Konzert in der Tonhalle in Düsseldorf Symphonische Luft von einem anderen Planeten

Düsseldorf · Die ukrainische Dirigentin Oksana leitete das jüngste „Sternzeichen“-Konzert.

 Der spanische Oboist Ramón Ortega Quero.

Der spanische Oboist Ramón Ortega Quero.

Foto: Susanne Diesner

Auf dem Programmheft-Foto scheint Oksana Lyniv auf einen Gegner loszugehen: Der Dirigierstab piekst gebieterisch nach unten, in die Stirn gräbt sich eine Zornesfalte, und die feuerrote Schärpe um die Taille stünde auch einem Torero gut. Holla, denkt man, mit dieser Dirigentin ist vermutlich nicht zu spaßen?

Aber wenn Lyniv dann leibhaftig die Bühne betritt, staunt man nicht schlecht: Die zierliche Erscheinung mit der kerzengraden Haltung einer Ballerina wirkt eher sanft, und die rote Bauchbinde über frackschlichtem schwarzen Ensemble ist offenbar ihr Markenzeichen. Die ukrainische Dirigentin Oksana Lyniv gehört zu der wachsenden Zahl weiblicher Pultstars, die langsam aber sicher die männliche Dominanz am Pult der bedeutenden Orchester unterwandern. In der Tonhalle unterstreicht sie insbesondere in der zweiten Konzerthälfte eine außergewöhnliche analytische Souveränität, die man in der ersten Hälfte bereits ahnt.

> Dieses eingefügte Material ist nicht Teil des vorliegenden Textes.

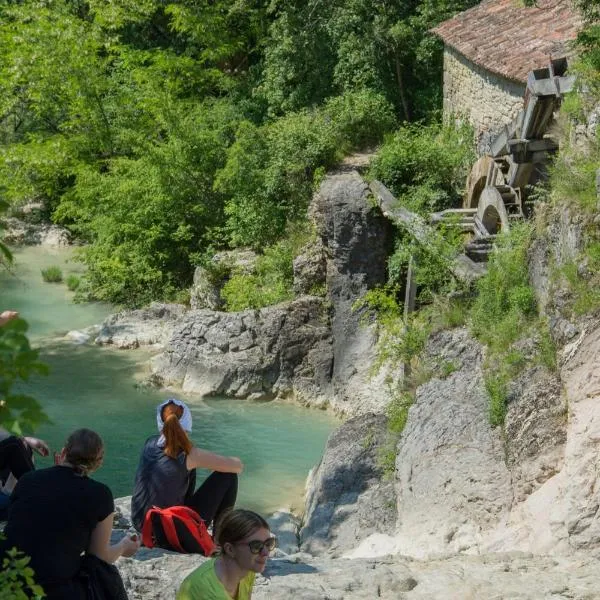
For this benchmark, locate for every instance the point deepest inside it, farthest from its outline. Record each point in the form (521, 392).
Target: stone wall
(487, 100)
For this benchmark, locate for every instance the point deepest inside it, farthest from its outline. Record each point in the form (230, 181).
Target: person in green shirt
(244, 542)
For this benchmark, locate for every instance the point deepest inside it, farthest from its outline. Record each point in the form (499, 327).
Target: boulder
(150, 326)
(357, 240)
(348, 498)
(208, 280)
(23, 233)
(452, 481)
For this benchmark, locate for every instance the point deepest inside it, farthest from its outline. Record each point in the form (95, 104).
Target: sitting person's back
(57, 514)
(52, 514)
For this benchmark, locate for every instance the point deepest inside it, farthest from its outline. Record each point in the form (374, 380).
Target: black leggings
(216, 494)
(15, 457)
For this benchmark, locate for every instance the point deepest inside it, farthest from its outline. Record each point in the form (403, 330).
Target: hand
(7, 316)
(240, 464)
(38, 445)
(130, 544)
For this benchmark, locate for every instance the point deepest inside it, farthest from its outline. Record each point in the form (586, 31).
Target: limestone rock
(451, 479)
(150, 326)
(347, 497)
(23, 233)
(535, 430)
(310, 270)
(357, 240)
(279, 351)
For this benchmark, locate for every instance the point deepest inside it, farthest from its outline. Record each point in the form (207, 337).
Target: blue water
(99, 388)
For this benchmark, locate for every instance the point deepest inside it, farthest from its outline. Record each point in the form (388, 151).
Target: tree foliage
(161, 130)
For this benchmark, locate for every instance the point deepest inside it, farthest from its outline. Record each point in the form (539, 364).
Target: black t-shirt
(159, 481)
(51, 516)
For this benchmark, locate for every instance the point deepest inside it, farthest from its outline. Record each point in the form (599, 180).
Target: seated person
(16, 459)
(166, 473)
(245, 543)
(57, 514)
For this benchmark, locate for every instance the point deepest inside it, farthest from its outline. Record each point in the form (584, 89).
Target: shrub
(52, 274)
(17, 578)
(73, 282)
(270, 283)
(425, 166)
(505, 303)
(397, 411)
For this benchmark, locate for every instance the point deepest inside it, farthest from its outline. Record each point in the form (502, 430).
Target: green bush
(505, 304)
(397, 411)
(73, 282)
(52, 274)
(425, 166)
(270, 283)
(17, 578)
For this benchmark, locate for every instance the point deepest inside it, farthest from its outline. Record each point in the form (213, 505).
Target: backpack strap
(170, 531)
(147, 538)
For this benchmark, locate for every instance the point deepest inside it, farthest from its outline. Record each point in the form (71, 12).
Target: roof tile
(509, 39)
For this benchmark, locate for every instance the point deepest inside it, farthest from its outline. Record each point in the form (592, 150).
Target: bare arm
(100, 543)
(202, 459)
(38, 445)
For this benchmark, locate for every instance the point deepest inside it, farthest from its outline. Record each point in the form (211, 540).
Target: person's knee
(230, 477)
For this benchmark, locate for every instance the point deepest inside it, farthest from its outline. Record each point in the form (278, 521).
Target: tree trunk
(403, 98)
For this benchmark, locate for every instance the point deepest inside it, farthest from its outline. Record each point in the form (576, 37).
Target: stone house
(488, 52)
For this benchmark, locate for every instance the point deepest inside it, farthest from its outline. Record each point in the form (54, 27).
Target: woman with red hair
(166, 473)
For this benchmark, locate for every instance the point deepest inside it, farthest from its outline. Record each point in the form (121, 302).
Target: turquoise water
(98, 388)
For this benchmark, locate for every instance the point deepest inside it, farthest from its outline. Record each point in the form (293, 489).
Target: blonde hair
(235, 525)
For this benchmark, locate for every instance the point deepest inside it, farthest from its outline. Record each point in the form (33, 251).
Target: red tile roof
(509, 39)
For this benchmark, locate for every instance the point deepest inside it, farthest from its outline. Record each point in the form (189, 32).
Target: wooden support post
(410, 295)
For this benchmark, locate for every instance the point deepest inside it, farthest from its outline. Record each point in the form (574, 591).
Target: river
(98, 387)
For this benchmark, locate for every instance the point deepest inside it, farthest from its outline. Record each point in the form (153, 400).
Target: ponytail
(176, 439)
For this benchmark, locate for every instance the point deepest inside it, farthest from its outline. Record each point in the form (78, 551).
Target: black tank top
(159, 481)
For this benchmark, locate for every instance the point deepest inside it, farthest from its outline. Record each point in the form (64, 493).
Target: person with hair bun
(58, 514)
(166, 473)
(245, 543)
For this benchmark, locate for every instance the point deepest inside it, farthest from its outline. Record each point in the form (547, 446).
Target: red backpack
(177, 528)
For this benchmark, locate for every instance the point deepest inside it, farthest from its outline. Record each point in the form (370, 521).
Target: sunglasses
(256, 546)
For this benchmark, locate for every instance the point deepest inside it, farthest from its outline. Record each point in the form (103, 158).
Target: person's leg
(191, 487)
(4, 500)
(216, 494)
(15, 456)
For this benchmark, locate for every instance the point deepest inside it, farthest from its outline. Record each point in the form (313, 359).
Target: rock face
(357, 240)
(312, 350)
(208, 281)
(156, 574)
(278, 351)
(22, 233)
(451, 479)
(150, 326)
(347, 497)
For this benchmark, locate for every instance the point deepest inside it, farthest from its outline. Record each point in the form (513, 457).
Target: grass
(52, 274)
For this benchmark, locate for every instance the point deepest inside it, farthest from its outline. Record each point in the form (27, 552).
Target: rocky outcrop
(150, 326)
(280, 351)
(314, 350)
(23, 233)
(156, 575)
(347, 497)
(535, 430)
(357, 240)
(451, 478)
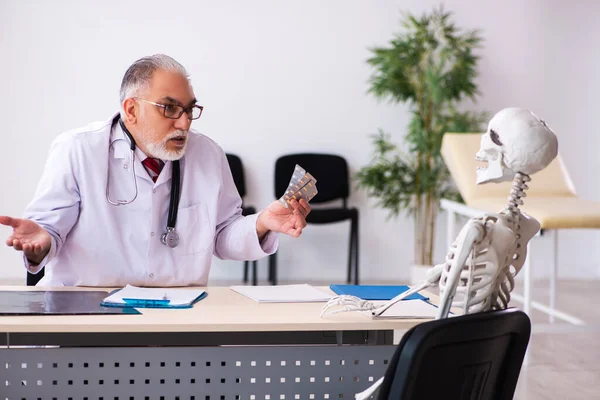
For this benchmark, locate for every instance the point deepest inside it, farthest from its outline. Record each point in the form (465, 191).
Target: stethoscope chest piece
(170, 238)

Das Programm dieses „Sternzeichen“-Konzerts liest sich sperrig, obwohl es einen roten Faden behauptet („Musik in Zeiten des Krieges“, was aber nur für zwei der drei Werke gilt). Ausschließlich Kompositionen des 20. Jahrhunderts kommen zu Gehör, und Intendant Michael Becker ist in seinen einführenden Worten stolz darauf, dass die Tonhalle trotzdem beinahe ausverkauft ist.

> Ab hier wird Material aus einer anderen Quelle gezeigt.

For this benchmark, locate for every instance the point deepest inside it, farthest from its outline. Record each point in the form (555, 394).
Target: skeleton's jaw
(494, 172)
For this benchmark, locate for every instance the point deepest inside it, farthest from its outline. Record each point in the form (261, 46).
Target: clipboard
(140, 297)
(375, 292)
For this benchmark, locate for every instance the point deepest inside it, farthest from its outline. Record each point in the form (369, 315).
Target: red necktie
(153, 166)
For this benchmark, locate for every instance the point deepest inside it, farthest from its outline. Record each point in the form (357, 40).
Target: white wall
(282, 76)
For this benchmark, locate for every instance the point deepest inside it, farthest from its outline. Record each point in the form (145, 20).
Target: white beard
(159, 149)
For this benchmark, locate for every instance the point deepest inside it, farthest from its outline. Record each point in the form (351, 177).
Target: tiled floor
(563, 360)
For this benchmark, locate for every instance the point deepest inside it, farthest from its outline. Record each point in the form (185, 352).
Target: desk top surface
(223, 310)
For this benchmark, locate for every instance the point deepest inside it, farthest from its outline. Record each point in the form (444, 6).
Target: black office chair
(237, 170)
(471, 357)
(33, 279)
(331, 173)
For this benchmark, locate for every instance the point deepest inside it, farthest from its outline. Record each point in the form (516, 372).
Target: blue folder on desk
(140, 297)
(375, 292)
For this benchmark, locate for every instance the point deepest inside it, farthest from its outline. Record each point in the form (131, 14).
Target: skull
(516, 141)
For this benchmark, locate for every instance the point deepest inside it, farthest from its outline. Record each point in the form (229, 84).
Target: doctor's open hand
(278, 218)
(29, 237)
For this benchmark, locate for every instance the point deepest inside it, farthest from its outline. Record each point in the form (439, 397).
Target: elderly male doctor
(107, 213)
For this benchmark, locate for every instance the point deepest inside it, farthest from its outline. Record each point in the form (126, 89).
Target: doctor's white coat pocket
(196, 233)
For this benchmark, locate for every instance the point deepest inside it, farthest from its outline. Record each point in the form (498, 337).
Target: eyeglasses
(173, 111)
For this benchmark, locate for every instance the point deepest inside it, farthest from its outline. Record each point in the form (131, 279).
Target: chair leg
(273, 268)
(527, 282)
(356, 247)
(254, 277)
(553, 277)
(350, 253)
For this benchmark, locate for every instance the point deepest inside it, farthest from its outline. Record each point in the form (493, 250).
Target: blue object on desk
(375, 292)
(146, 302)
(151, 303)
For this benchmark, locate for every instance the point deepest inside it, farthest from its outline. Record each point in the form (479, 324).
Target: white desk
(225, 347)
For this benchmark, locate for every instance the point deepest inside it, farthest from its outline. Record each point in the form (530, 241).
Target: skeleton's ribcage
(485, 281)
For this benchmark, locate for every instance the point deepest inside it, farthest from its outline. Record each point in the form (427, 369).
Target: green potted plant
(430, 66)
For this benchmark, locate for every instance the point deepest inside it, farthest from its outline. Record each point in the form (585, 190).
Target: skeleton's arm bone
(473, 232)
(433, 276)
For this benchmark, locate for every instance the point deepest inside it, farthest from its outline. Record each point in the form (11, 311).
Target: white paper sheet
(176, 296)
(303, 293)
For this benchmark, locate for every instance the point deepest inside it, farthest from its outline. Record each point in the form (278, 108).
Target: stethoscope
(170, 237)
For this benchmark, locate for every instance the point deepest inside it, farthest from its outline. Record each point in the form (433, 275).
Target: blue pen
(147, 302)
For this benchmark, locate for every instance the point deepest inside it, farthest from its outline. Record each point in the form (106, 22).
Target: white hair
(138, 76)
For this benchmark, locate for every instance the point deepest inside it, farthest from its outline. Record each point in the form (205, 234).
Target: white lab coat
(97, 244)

Den Anfang macht ein Mitbringsel aus der Ukraine, die Tanzsuite aus der Oper „Der Goldene Reif“ von Boris Lyatoschynsky, ein hierzulande unbekannter Komponist, für den Lyniv sich besonders einsetzt. Das klanglich aparte Werk dekliniert allerdings recht konventionell folkloristische Klischees von Persien bis China durch, wartet mit einigen Knalleffekten auf und ist so schnell vergessen, wie der Applaus verhallt. Dirigentin Lyniv imponiert aber hier bereits mit vibrierender Spannkraft und messerscharfer Zeichengebung.

Dann folgt Ralph Vaughan Williams’ Oboenkonzert, für das der aus Granada stammende Ramón Ortega Quero verpflichtet wurde. Queros Ton leuchtet edel, sein Atem scheint endlos, und er zelebriert das pastoral mild gestimmte Werk in kaum durch Akzente unterbrochenem Legato. Das ist sehr schön musiziert, aber vielleicht etwas ereignislos, denn sein Spiel verweigert sich dem Gestischen, der plastischen Phrasierung.

Nach der Pause dann Bartóks Konzert für Orchester. Schon in den ersten Takten weht „Luft vom anderen Planeten“ bannend durch den Saal. Lyniv organisiert Bartóks höllisch komplexe, hoch expressive und rhythmisch vertrackte Partitur mit maximaler Kontrolle frappierend luzide, baut enorme Spannungsbögen, überrascht aber immer wieder mit weit ausholenden, den Klang entfesselnden Gesten.

Die Symphoniker sitzen auf der Stuhlkante, liefern insbesondere in den stark geforderten Bläser-Fraktionen Erstklassiges und sind spürbar eingenommen von Oksana Lyniv. Großer Jubel, keine Zugabe.